Visiting Shanghai will undoubtedly leave a lasting impression, thanks to the city’s multifaceted nature, diverse history and unique culture. Whether you choose to explore Luijazui’s gleaming skyscrapers, or venture to Shanghai’s old historical center along the Bund, the charm of China’s financial hub remains undeniable. Perhaps Shanghai’s magic is owed to the city’s unique blend of old and new, where ancient and modern lives seamlessly together. Read on to discover our favorite places to stay, eat, explore and play.
Stay: Choosing where to stay in Shanghai is no easy task if one wants to avoid traffic and long travel times. If geographic convenience and luxury are key, stay at Pudong Four Seasons Hotel. This hotel perfectly blends in with Shanghai’s modern character. Sample Michelin-starred bites courtesy of Shàng-Xí (one of the hotel’s own restaurants), or make like James Bond in Skyfall and swim laps in the 18-meter-long indoor pool which overlooks the beautiful cityscape and the Huangpu River. For something slightly more boutique and curated, venture to Capella Hotel in the Xuhui District. Entering the property is otherworldly, thanks to the hotel’s secret gardens and courtyards hidden just moments from the hustle and bustle of the street markets outside. Once inside, relax and enjoy the hotel’s unique interior design that blends French colonial with traditional Chinese styles, or enjoy Auriga, the hotel’s own spa inspired by the lunar calendar. For a budget-friendly option head to Shanghai Null Set Bund Youth Hostel on the East Jinling Road. Relax and unwind in the hostel’s very own retro coffee shop, or watch a movie in the cinema, which ensures a communal and friendly atmosphere.
All images courtesy of ©Moyu.
Dine: Shanghai’s gastronomic scene is diverse and integral to the city’s culture and identity, especially given a rise in unique fusion cuisine popular with locals and visitors alike. For something truly delicious try The Canton Table, where the essence of traditional Cantonese cuisine is served using both innovative and age-old techniques. If you have a sweet tooth, sample The Canton Table’s dessert offerings, which include custom sugar sculptures and local treats like red bean ice-cake with black sesame. For something truly decadent head to the Dadong to taste the famous roast duck that supposedly stunned the Prime Minister of Japan (it’s that good). Dadong not only curates the best in terms of taste, but also infuses Chinese culture, art and philosophy into each dish, making the Michelin-starred experience a must.

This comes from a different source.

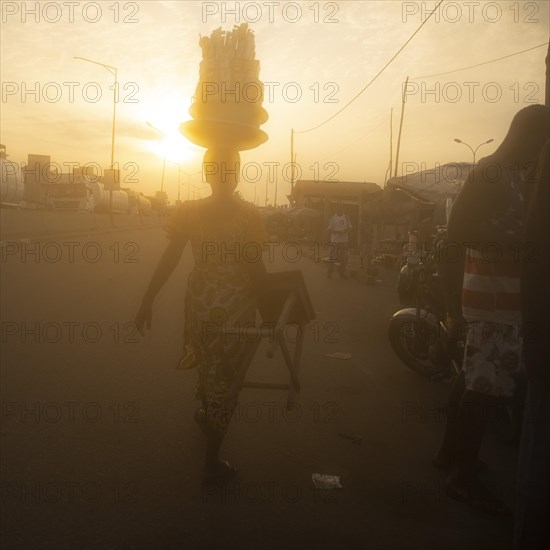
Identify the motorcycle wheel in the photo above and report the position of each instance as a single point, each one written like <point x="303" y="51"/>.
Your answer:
<point x="410" y="338"/>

Coffee and Cocktails: Shanghai’s vibrant coffee culture is definitely something worth taking advantage of and exploring, particularly if you’re into lazy afternoons and great people watching. Check out % Arabica’s newest location in Rockbund to enjoy a truly immersive experience complete with custom blends. If Flat White’s are your favorite, don’t miss S. Engine Coffee for a seriously tasty cuppa. In the mood for cocktails? Check out Bar Lotus on Julu Road. Designed by Office AIO, this charming Art Deco space transitions from a daytime coffee shop to craft cocktail bar come sundown. For a nightcap, visit Revolucion Cocktail – a frontier of craft cocktails and spirits and a well-loved Shanghai institution.

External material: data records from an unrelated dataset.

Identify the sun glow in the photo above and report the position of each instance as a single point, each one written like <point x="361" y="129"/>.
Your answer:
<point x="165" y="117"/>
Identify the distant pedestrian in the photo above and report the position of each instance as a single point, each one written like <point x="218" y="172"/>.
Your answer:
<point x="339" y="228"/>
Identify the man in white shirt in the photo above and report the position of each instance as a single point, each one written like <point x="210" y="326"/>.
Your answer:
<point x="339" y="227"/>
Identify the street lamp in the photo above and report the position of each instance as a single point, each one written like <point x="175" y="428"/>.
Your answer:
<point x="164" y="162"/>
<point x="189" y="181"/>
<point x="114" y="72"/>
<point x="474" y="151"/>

Explore: Shanghai’s storied history and micro-culture means exploring the city can be both exhilarating and exhausting. Plan your days accordingly, and start by walking through Shanghai Old Street, an area rich in history and home to the city’s first banks, wineries and local businesses. Continue walking through Old Street to Town God’s Temple and Yu Garden (31.2272° N, 121.4921° E), also known as Yuyuan Garden, an ancient garden built over 400 years ago during the Ming Dynasty. Take in various local attractions including the infamous Nine-Turn Bridge, a staple feature in many traditional Chinese gardens. Looking for something more active? Take a bike ride through the Columbia Circle residential neighborhood on West Yan’an Road to enjoy the architecture and buildings designed by Hudec, among others. There are also several art museums to explore in Shanghai. Long Museum, located along the West Bund, is one of Shanghai’s many architectural marvels. The building, an art piece itself, was constructed using fine concrete composite to create a soothing sense of calm, all while effortlessly blending into its otherwise industrial surroundings. The Shanghai Museum shouldn’t be missed, especially if you’re interested in ancient Chinese art. First founded in 1952 and rebuilt at its current site in 1996, the museum is home to numerous cultural treasures which are continually added to via a stream of government purchases, private donations, and on-going archaeological finds from sites all across China.